In this work, we drew a new connection between two disparate research areas: lattice-based techniques for cryptanalysis and capacity theory. This connection has benefits for researchers in both areas.

  • Capacity Theory for cryptographers: We have shown that techniques from capacity theory can be used to show that the bound obtained by Coppersmith’s method in the case of univariate polynomials is optimal and the best available class of techniques for solving these types of problems cannot be extended. This has implications for cryptanalysis, and the tightness of cryptographic security reductions.

  • Cryptography for capacity theorists: Capacity theory provides a method for calculating the conditions under which certain auxiliary polynomials exist. Coppersmith’s method provides an efficient algorithm for finding these auxiliary polynomials. Until this time, capacity theory has not addressed the computational complexity actually producing auxiliary functions.

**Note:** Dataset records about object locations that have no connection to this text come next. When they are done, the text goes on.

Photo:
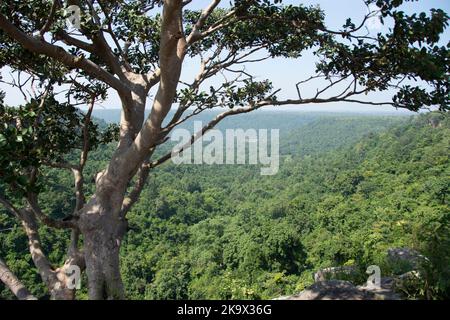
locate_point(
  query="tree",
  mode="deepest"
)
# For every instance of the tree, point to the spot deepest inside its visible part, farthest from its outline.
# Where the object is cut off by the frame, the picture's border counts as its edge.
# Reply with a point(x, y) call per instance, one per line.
point(131, 47)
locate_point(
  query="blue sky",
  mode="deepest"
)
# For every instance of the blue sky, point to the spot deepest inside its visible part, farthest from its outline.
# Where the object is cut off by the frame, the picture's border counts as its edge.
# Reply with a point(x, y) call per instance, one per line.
point(286, 72)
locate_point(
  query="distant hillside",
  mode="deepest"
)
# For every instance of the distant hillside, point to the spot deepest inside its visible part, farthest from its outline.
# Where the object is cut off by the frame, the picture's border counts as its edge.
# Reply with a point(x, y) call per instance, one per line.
point(349, 188)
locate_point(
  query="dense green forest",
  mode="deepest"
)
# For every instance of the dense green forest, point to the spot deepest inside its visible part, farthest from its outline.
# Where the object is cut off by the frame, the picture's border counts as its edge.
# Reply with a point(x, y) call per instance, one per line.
point(349, 188)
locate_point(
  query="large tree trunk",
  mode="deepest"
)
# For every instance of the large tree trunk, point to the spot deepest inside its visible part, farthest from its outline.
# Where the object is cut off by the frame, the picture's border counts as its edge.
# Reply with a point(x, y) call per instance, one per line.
point(103, 228)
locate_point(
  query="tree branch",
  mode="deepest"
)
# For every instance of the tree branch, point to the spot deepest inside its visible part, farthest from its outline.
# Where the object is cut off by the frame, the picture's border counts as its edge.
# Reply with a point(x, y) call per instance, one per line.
point(39, 46)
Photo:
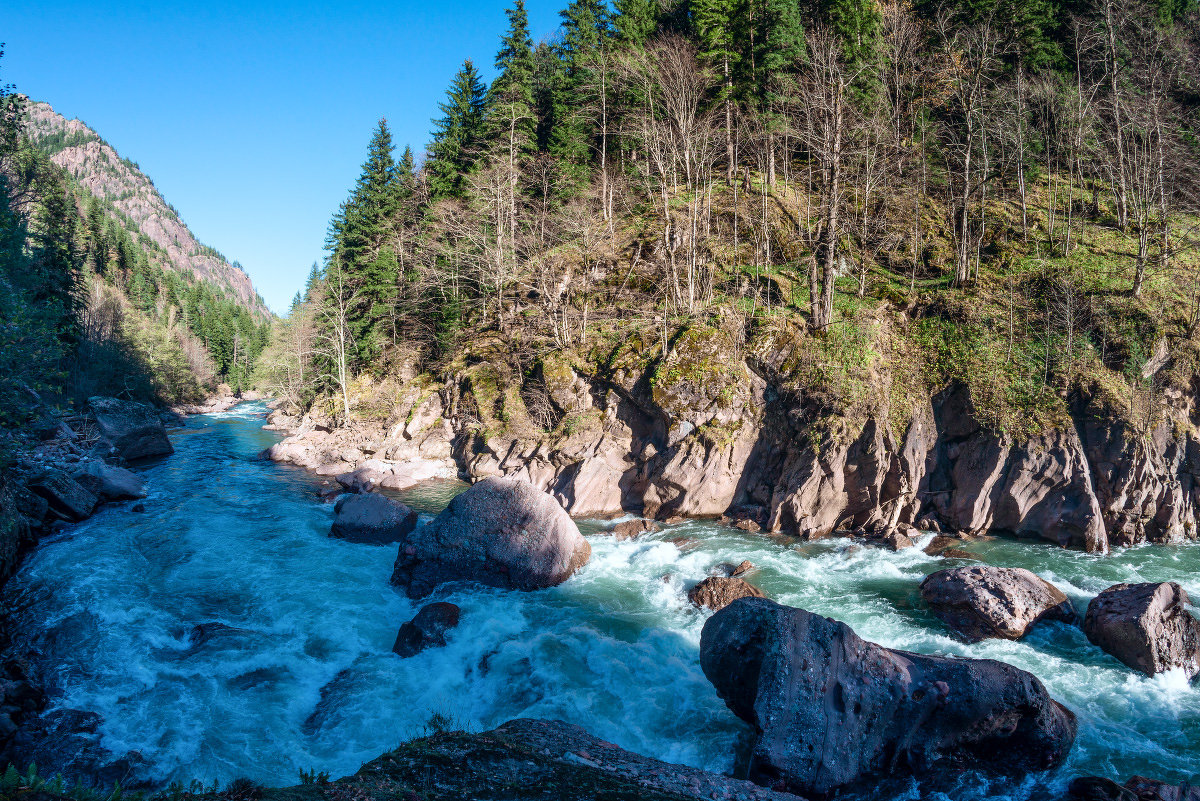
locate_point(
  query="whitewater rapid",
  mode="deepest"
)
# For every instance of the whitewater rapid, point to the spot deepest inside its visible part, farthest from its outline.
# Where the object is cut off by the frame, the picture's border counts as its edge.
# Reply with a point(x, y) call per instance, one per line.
point(299, 674)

We used capacity theory to answer three questions of Coppersmith in [Cop01]

  1. 1.

    Can the exponent 1/d be improved (possibly through improved lattice reduction techniques)? No, the desired auxiliary polynomial simply does not exist.

  2. 2.

    Does restricting attention to the real line \([-N^{-1/d},N^{1/d}]\) instead of the complex disk \(|z| \le N^{1/d}\) improve the situation? No.

  3. 3.

    Does considering lattices based on binomial polynomials improve the situation? No, these lattices have the desired auxiliary polynomials, but for RSA moduli, their degree is too large to be useful.

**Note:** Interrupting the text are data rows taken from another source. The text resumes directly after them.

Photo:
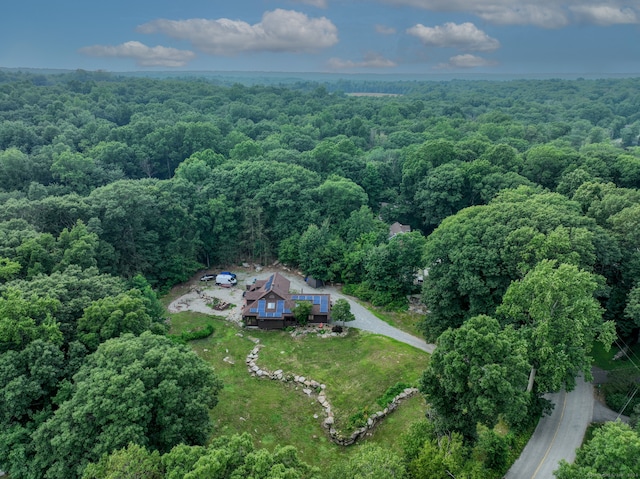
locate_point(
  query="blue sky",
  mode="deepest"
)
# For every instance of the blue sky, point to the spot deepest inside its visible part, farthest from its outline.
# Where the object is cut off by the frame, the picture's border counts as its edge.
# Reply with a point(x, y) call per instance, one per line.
point(529, 37)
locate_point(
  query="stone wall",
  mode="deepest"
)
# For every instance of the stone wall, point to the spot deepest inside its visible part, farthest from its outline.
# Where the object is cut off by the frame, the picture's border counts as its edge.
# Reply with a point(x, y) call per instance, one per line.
point(315, 389)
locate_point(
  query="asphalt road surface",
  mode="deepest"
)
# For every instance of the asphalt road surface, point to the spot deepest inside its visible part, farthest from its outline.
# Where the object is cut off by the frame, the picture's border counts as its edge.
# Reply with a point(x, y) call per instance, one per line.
point(558, 435)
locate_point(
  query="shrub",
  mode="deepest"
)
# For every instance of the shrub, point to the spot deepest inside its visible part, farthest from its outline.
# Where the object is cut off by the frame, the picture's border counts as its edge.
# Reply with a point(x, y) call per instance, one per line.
point(359, 419)
point(391, 393)
point(187, 336)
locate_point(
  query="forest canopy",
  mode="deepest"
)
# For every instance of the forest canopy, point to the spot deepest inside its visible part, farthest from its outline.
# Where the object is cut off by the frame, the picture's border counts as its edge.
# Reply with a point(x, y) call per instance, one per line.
point(115, 188)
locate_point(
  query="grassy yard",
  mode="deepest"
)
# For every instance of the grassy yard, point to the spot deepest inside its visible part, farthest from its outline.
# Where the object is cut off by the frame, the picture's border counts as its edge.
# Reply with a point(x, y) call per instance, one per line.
point(356, 370)
point(406, 321)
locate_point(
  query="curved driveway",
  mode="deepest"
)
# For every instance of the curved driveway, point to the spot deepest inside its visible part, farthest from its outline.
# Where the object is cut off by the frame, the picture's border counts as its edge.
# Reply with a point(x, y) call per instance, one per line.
point(557, 435)
point(368, 321)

Since Coppersmith’s method is one of the primary tools in asymmetric cryptanalysis, these results give an indication of the security of many factoring-based cryptosystems.

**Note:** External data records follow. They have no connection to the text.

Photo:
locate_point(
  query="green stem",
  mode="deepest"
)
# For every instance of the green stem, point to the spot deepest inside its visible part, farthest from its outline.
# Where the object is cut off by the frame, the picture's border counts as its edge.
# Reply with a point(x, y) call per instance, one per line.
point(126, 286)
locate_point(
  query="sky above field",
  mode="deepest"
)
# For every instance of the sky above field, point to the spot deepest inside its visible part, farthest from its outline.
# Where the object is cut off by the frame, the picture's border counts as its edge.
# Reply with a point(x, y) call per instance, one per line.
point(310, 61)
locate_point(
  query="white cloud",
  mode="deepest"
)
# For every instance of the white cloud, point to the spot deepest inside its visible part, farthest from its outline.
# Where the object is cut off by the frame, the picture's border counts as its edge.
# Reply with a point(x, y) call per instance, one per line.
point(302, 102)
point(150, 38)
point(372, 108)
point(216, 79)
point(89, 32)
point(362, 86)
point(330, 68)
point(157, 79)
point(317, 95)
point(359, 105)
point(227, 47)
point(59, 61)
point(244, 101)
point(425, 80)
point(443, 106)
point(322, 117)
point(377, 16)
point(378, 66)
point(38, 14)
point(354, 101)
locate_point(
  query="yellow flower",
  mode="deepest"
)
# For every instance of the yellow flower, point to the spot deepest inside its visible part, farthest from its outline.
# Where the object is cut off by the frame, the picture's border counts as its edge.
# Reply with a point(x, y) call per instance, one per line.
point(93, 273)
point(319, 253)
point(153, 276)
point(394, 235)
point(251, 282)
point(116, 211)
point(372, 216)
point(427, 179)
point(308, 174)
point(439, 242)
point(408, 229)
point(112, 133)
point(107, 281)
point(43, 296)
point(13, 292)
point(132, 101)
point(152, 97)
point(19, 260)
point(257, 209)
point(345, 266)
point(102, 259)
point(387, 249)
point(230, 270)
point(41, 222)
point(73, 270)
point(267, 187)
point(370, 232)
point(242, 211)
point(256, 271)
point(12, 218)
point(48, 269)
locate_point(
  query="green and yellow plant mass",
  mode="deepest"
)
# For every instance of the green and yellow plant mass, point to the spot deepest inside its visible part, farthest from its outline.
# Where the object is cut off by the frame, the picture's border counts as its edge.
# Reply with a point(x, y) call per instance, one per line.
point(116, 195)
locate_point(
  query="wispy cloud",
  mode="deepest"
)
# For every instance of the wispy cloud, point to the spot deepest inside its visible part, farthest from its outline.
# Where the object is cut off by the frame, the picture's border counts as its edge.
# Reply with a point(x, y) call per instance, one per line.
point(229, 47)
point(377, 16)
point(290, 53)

This paper lays a foundation for several directions of future work. Coppersmith’s study of small integral solutions of equations in two variables and bivariate equations modulo N [Cop97] is related to capacity theory on curves, as developed by Rumely in [Rum89, Rum13]. The extension of Coppersmith’s method to multivariate equations [JM06, Jut98] is connected to capacity theory on higher dimensional varieties, as developed in [Chi91, RLV00, CMBPT15]. Multivariate problems raise deep problems in arithmetic geometry about the existence of finite morphisms to projective spaces which are bounded on specified archimedean and non-archimedean sets. Interestingly, Howgrave-Graham’s extension of Coppersmith’s method to find small roots of modular equations modulo unknown moduli [HG01, May10] appears to pertain to joint capacities of many adelic sets, a topic which has not been developed to our knowledge in the capacity theory literature. It is an intriguing question whether capacity theory can be extended to help us understand the limitations of these more general variants of Coppersmith’s method.